Count of non-consecutive Ones in Binary range
Last Updated : 14 Oct, 2023
Given two positive integers 'L' and 'R', the task is to return the number of the integers in the range [L, R] inclusive, whose binary representations do not contain consecutive ones where 0 ≤ l ≤ r ≤ 10^9
Examples:
Input: L = 0, R = 3
Output: 3
Explanation: The 3 numbers are 0(00), 1(01), 2(10) 3(11) is not included as its binary representation contains consecutive ones
Input: L = 5, R = 10
Output: 4
Explanation: The 4 numbers are 5(101), 8(1000), 9(1001), 10(1010)
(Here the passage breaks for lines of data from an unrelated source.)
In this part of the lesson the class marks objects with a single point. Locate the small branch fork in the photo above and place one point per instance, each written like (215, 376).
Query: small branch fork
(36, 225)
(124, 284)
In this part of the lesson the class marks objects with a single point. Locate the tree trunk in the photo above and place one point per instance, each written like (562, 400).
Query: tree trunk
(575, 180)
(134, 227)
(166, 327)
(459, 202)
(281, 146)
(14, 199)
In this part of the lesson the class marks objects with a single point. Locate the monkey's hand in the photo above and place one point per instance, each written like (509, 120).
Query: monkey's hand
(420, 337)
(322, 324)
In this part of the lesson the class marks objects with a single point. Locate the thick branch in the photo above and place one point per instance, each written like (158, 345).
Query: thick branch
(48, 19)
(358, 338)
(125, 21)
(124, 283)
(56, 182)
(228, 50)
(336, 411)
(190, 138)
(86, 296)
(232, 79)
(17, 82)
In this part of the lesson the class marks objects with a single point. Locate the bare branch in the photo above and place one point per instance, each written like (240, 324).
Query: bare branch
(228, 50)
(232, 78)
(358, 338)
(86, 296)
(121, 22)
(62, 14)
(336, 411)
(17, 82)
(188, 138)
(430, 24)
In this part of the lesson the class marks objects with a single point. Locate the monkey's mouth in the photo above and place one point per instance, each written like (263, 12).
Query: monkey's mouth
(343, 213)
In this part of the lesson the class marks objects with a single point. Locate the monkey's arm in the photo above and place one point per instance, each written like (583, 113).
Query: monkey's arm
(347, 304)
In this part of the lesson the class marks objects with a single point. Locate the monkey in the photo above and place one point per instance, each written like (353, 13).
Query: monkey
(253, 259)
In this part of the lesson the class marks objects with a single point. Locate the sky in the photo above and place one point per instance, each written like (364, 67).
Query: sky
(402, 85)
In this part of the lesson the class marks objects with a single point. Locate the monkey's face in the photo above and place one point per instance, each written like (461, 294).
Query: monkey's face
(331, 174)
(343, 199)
If we say G(x) tells the number of such integers between 0 to x (inclusively) without consecutive 1's in their binary representation, then the number of such integers between L and R can be given by G(R) – G(L-1). This is when Digit DP (Dynamic Programming) comes into action. All such integer counting problems that satisfy the above property can be solved by the digit DP approach.
Intuition:
If we use the Digit DP approach to build all the binary String from the [ 0, R ] range and [0, L-1] range. then return Numbers in [0, R] range - Numbers in [0, L-1] range. So, we have only 2 digits to form the binary number i.e. 1 and 0.
Steps to solve the above approach:
- The algorithm iterates through each digit position of the binary representation of 10^9 i.e. it's 32-bit long.
- It keeps track of the previous digit, whether it's 0, 1, or an initial state
- It considers a "tight" flag that determines the upper bound of the current digit based on the previous digits and the given range.
- It recursively calculates the count of valid integers by considering all possible digits at each position, excluding combinations with consecutive 1s.
- The algorithm sums up the counts from all recursive calls and memoizes the result for future use.
- Finally, the algorithm returns the count of valid integers within the given range by subtracting the count of valid integers from the [L, R] range inclusively.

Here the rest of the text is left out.